La presión material es menor para los científicos porque apenas ganan nada con las publicaciones financiadas con fondos públicos. Sin embargo, es incomprensible que el dinero de los contribuyentes fluya sin filtrar hacia los bolsillos de las empresas tecnológicas y que el trabajo editorial, a menudo realizado en el tiempo libre, no sea remunerado. Además, las publicaciones generadas por IA, que llegan al mercado editorial mediante modelos de negocio cuestionables, son ahora en sí mismas un factor económico. Según la interpretación general, no están sujetos a la ley de derechos de autor. Sin embargo, debido a la falta de filtros de IA adecuados, a las sociedades de gestión no les resulta fácil identificarlos. Los autores científicos también están expuestos a una competencia feroz.

Incluso para las editoriales académicas, el requisito de licencia es una cuestión de existencia. Para no dejar la explotación de su tesoro de datos en manos de las empresas digitales, están empezando a desarrollar sus propios modelos de inteligencia artificial basándose en publicaciones especializadas. Para poder gestionarlos con éxito, es necesario protegerlos de la explotación de su contenido. Por lo tanto, también tendrían que pagar el nuevo impuesto a la IA. Al mismo tiempo deberían participar, porque ellos también se ven afectados por la represión.

Algunos temen que Europa pueda excluirse del progreso científico endureciendo las leyes de derechos de autor y los modelos de pago basados ​​en ellas. Los modelos de IA funcionarían entonces sin conjuntos de datos europeos y se impediría a los científicos europeos utilizar los datos para sus propios modelos. Sin embargo, una renuncia general a la compensación legitimaría la explotación de resultados creativos y privaría de su sustento al mercado que produce IA.

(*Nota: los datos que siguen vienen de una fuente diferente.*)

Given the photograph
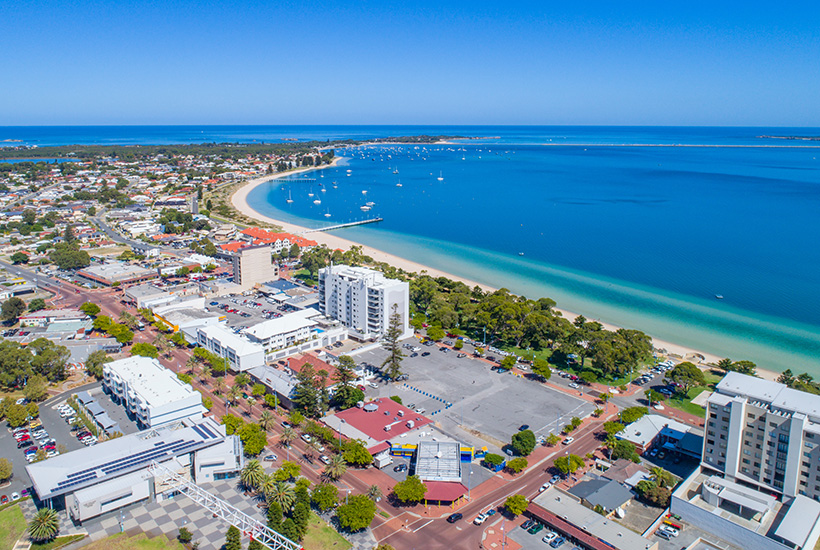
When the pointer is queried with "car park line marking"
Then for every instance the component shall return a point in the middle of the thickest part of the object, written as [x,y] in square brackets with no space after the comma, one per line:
[423,526]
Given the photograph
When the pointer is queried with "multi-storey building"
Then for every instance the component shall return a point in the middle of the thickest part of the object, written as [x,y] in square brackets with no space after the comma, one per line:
[240,353]
[150,393]
[363,299]
[765,434]
[253,265]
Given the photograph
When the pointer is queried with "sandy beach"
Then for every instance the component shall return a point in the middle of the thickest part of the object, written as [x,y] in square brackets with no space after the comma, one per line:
[239,201]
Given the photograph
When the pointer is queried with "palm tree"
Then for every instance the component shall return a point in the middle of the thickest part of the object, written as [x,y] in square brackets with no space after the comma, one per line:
[283,494]
[252,474]
[287,437]
[267,484]
[234,394]
[336,468]
[44,526]
[267,420]
[374,493]
[662,477]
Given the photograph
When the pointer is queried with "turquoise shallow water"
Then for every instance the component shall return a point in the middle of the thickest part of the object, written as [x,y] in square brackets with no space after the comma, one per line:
[635,235]
[638,236]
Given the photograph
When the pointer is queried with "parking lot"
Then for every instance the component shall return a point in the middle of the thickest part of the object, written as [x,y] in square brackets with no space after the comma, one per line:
[246,311]
[490,405]
[57,429]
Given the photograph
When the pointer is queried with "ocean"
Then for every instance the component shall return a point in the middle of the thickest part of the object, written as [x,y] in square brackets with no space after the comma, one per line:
[641,227]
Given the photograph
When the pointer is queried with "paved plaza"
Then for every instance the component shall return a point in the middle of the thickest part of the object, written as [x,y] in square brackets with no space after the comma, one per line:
[464,392]
[166,517]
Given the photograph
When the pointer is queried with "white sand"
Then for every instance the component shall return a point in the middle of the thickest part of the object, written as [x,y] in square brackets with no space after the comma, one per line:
[239,200]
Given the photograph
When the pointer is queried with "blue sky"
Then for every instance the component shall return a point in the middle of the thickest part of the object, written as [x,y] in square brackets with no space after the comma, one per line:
[366,62]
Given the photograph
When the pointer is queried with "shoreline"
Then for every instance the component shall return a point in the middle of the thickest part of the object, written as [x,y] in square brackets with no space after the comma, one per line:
[239,201]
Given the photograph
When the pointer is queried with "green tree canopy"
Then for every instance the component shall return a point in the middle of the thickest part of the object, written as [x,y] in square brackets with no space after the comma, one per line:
[412,489]
[523,442]
[516,504]
[687,375]
[357,514]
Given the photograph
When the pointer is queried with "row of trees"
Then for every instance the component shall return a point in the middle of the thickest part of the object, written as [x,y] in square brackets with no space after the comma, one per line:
[22,367]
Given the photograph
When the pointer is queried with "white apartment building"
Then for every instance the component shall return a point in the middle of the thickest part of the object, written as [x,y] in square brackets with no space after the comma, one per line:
[285,331]
[764,434]
[241,353]
[149,392]
[253,265]
[363,299]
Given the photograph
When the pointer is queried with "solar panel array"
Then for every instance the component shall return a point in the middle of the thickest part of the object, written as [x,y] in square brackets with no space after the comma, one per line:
[160,451]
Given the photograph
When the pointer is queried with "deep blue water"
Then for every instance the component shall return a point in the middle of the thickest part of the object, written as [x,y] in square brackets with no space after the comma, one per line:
[636,235]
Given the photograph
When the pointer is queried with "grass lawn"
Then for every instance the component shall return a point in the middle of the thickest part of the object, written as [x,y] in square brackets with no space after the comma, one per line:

Proteger la creatividad humana redunda también en interés de las propias empresas de IA. Si los modelos funcionaran únicamente con datos artificiales, pronto desaparecerían. Dada la expansión de los contenidos artificiales en Internet, esto representa un peligro real. Pero hay más: la participación de los autores es la base a largo plazo para la existencia de una sociedad humana a la que no se le puede privar de su pensamiento.